First, the terminal voltage E of the non-aqueous secondary battery B is applied to the inverting input section of the comparator 13 via the current limiting circuit 4. Since the terminal voltage E is relatively high for a while after the start of discharging after charging, it is higher than the set voltage Ee. Therefore, the "1" level is output to the output part of the comparator 13, the transistor Q1 is turned on, and therefore the transistor Q2 is also turned on, and a current flows from the non-aqueous secondary battery B to the power-supplied part M to perform power supply. .. In this case, since the current flowing through the current limiting circuit 4 is limited to 0.1 to 5 μA or less, the voltage drop is small and almost the terminal voltage Ee is applied to the inverting input section of the comparator 13.

On the other hand, the terminal voltage E decreases as the discharge progresses.

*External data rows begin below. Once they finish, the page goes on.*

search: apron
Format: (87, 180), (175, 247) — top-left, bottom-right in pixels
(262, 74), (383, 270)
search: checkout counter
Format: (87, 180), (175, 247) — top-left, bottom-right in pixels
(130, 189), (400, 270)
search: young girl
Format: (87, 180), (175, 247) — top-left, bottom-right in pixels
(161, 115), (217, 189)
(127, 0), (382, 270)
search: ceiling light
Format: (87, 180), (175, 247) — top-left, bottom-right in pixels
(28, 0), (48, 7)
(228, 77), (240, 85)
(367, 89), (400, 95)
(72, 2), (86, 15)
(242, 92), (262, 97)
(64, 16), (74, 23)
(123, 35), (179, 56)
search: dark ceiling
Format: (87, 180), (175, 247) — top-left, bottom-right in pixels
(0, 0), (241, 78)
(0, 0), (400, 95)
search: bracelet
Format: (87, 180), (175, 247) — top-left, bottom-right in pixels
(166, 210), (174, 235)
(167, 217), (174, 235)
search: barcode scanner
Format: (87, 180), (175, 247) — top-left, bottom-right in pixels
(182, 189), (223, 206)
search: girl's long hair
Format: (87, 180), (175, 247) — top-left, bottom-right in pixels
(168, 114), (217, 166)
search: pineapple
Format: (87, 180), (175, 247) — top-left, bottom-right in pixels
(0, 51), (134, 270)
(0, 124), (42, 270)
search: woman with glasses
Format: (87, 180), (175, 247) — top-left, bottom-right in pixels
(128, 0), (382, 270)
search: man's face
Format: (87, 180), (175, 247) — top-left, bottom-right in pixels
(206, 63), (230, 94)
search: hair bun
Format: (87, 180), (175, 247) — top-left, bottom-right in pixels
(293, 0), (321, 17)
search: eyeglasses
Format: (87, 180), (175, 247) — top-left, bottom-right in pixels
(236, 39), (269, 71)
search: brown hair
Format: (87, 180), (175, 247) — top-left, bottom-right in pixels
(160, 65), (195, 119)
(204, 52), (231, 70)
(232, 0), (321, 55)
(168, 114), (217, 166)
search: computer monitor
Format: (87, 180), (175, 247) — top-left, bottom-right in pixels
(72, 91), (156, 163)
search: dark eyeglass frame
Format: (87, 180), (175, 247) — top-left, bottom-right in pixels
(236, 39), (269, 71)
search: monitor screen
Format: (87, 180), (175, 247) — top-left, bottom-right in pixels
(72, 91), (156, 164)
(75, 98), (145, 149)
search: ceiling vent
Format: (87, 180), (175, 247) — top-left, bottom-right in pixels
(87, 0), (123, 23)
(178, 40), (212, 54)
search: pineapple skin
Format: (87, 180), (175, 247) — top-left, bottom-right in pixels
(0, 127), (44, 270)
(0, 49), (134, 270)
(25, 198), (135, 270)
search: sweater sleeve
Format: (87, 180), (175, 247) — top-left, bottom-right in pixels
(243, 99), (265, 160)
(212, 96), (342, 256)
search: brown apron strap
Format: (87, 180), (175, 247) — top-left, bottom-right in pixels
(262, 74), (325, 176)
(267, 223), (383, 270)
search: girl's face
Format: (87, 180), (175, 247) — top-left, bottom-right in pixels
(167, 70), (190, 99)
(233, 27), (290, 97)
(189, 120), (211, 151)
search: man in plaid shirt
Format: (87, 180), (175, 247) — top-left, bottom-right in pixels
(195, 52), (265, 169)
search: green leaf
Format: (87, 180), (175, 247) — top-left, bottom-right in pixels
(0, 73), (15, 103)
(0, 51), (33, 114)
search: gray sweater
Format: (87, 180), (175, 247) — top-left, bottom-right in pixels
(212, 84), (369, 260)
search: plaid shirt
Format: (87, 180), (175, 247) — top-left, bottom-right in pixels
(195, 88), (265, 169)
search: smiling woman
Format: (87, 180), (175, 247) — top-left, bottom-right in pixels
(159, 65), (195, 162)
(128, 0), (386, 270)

When the set voltage Ee set by the reference voltage source 14 is reached, the state of the output part of the comparator 13 is inverted, that is, the "0" level is output, the transistor Q1 is turned off, and therefore the transistor Q2 is also turned off. Become. Therefore, the positive side line 11p is opened and power supply is stopped.

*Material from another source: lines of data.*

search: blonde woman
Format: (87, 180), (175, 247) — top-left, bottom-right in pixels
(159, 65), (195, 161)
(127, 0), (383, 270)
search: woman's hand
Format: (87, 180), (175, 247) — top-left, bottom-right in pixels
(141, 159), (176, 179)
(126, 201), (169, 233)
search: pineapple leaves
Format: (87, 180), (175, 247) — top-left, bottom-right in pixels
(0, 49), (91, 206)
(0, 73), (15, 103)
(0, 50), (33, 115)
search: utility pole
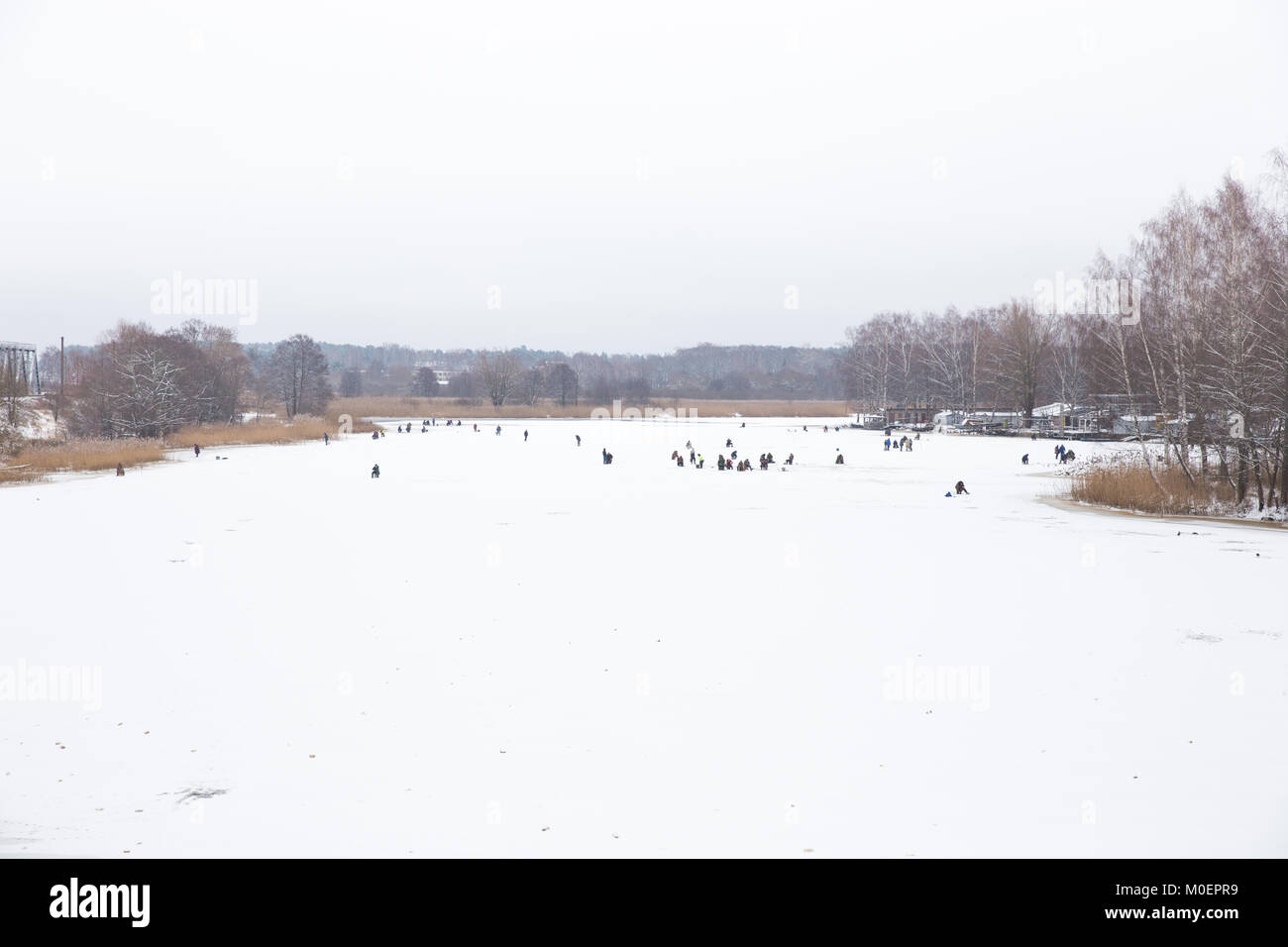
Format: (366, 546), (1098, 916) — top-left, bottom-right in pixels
(54, 335), (67, 422)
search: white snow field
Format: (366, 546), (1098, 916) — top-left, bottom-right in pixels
(0, 419), (1288, 857)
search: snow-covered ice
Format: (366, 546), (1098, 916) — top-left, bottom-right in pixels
(0, 419), (1288, 857)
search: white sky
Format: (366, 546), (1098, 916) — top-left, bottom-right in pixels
(0, 0), (1288, 352)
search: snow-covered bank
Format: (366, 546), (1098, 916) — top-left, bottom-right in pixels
(0, 419), (1288, 857)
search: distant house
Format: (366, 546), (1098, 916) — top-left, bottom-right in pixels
(1033, 402), (1115, 434)
(416, 362), (461, 388)
(884, 406), (935, 424)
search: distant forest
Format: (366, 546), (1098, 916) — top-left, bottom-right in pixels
(245, 342), (845, 403)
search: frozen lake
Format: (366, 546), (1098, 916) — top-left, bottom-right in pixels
(0, 419), (1288, 857)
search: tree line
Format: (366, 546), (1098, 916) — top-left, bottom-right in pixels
(50, 320), (332, 437)
(842, 151), (1288, 509)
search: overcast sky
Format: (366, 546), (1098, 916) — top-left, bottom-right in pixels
(0, 0), (1288, 352)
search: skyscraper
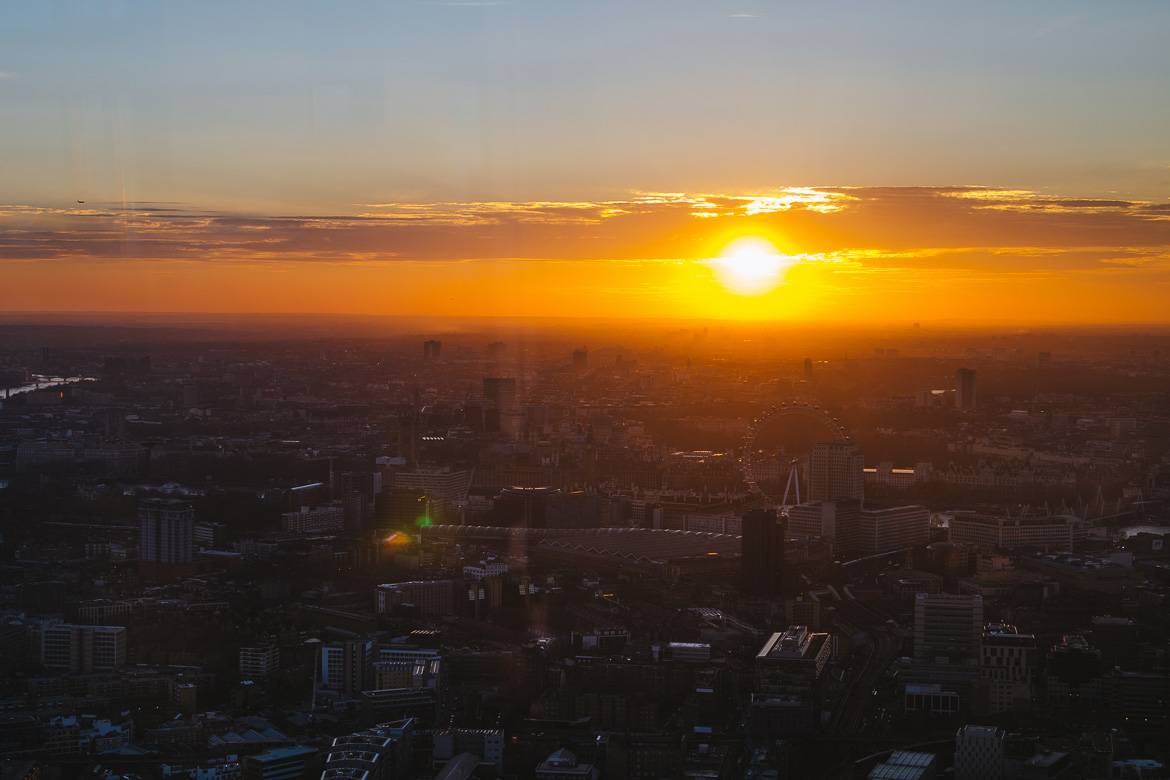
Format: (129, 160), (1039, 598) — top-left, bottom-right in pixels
(483, 377), (523, 439)
(807, 441), (865, 502)
(138, 498), (195, 564)
(914, 593), (983, 665)
(955, 368), (975, 412)
(739, 509), (784, 598)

The embodiment has been described in detail above.
The present invention is not limited to such an embodiment,
The detailed configuration, method, numerical values, quantity, etc. can be arbitrarily changed without departing from the scope of the present invention.

[0026]

As described above, in the overdischarge prevention device for a secondary battery according to the present invention, the terminal voltage of a non-aqueous secondary battery using a carbonaceous material capable of being doped or dedoped with lithium ions as a negative electrode active material is , The terminal voltage at full charge is about 35
Since the voltage detection circuit that detects that the voltage has dropped to the set voltage set to 65% and the power supply stop circuit 3 that stops the power supply from the non-aqueous secondary battery to the power-supplied part by the detection of the voltage detection circuit, The non-aqueous secondary battery is accurately prevented from being over-discharged, and the remarkable effect of being able to realize an optimal usage state is achieved.

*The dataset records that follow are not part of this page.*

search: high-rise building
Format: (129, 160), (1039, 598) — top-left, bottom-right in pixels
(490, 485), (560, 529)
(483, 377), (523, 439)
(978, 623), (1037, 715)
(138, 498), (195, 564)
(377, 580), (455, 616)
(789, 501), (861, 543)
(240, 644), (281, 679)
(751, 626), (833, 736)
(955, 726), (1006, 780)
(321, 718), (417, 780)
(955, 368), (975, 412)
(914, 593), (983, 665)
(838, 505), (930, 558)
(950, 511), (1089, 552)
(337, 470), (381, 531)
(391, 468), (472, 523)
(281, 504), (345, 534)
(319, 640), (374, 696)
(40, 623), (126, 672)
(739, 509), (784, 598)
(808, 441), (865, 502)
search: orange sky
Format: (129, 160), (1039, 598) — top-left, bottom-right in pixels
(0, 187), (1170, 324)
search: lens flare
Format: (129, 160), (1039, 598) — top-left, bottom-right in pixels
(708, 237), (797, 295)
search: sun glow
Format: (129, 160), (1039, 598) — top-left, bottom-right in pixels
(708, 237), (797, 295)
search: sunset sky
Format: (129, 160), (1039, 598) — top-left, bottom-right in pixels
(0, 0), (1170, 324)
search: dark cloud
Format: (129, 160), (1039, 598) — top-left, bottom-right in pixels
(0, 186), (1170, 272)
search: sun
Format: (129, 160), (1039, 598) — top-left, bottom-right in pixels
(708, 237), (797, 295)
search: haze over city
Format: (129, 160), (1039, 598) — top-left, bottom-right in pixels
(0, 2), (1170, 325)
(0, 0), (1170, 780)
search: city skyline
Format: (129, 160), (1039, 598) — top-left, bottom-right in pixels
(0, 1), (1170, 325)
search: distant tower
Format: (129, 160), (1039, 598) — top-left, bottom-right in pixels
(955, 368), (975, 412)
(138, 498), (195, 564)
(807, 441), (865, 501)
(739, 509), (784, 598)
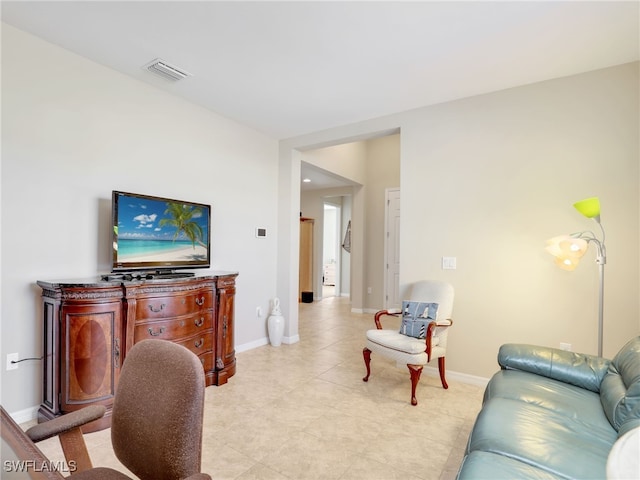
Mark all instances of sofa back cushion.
[600,336,640,431]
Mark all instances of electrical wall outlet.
[7,353,20,370]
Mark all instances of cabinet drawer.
[136,290,213,320]
[174,330,213,355]
[134,310,213,342]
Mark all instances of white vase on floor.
[267,298,284,347]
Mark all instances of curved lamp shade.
[546,235,589,271]
[573,197,600,221]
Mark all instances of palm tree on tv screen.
[159,202,206,249]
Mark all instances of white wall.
[0,24,278,412]
[279,62,640,377]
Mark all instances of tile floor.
[24,297,482,480]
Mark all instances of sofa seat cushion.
[468,397,617,478]
[484,370,611,427]
[458,451,565,480]
[600,336,640,430]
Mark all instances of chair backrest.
[409,280,453,320]
[111,339,205,480]
[409,280,454,348]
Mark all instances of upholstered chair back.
[111,340,205,480]
[407,280,454,349]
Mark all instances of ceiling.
[2,1,640,139]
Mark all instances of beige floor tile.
[18,297,483,480]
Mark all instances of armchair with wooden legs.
[362,281,454,405]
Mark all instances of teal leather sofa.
[457,336,640,480]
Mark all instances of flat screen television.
[112,190,211,274]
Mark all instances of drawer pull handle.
[149,303,165,313]
[147,327,164,337]
[113,338,120,368]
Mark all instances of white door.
[385,188,401,309]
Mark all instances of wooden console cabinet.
[37,272,237,432]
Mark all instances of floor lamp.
[546,197,607,357]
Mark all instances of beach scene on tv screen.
[114,195,209,265]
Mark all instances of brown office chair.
[27,340,211,480]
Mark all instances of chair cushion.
[367,330,438,355]
[400,300,438,338]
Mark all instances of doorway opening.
[322,201,342,298]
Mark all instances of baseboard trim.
[9,406,40,425]
[236,337,269,353]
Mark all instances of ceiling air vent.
[142,58,193,82]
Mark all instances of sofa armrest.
[498,343,611,393]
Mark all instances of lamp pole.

[Brief description of drawings]

FIG. 1 is a block configuration diagram of an overdischarge prevention device according to the present invention,

FIG. 2 is a charging / discharging characteristic diagram of a non-aqueous secondary battery provided with the overdischarge prevention device,

FIG. 3 is a principle configuration diagram of a non-aqueous secondary battery,

FIG. 4 is a discharge characteristic diagram of a conventional secondary battery for explaining background art;

[Explanation of symbols]

 1 Over-discharge prevention device 2 Voltage detection circuit 3 Power supply stop circuit 4 Current limiting circuit B Non-aqueous secondary battery E Terminal voltage Ee Set voltage M Powered part

Claims (2)

[Claims] 1. A secondary battery overdischarge prevention device for preventing overdischarge during discharge of a non-aqueous secondary battery using a carbonaceous material capable of being doped or dedoped with lithium ions as a negative electrode active material, A voltage detection circuit that detects that the terminal voltage of the non-aqueous secondary battery has dropped to a set voltage set to approximately 35 to 65% of the terminal voltage when fully charged, and a non-aqueous secondary battery that is detected by the voltage detection circuit. An over-discharge prevention device for a secondary battery, comprising a power supply stop circuit for stopping power supply from a power supply unit to a power-supplied part. 2. The over-discharge prevention device for a secondary battery according to claim 1, further comprising a current limiting circuit that limits a current flowing into the voltage detection circuit.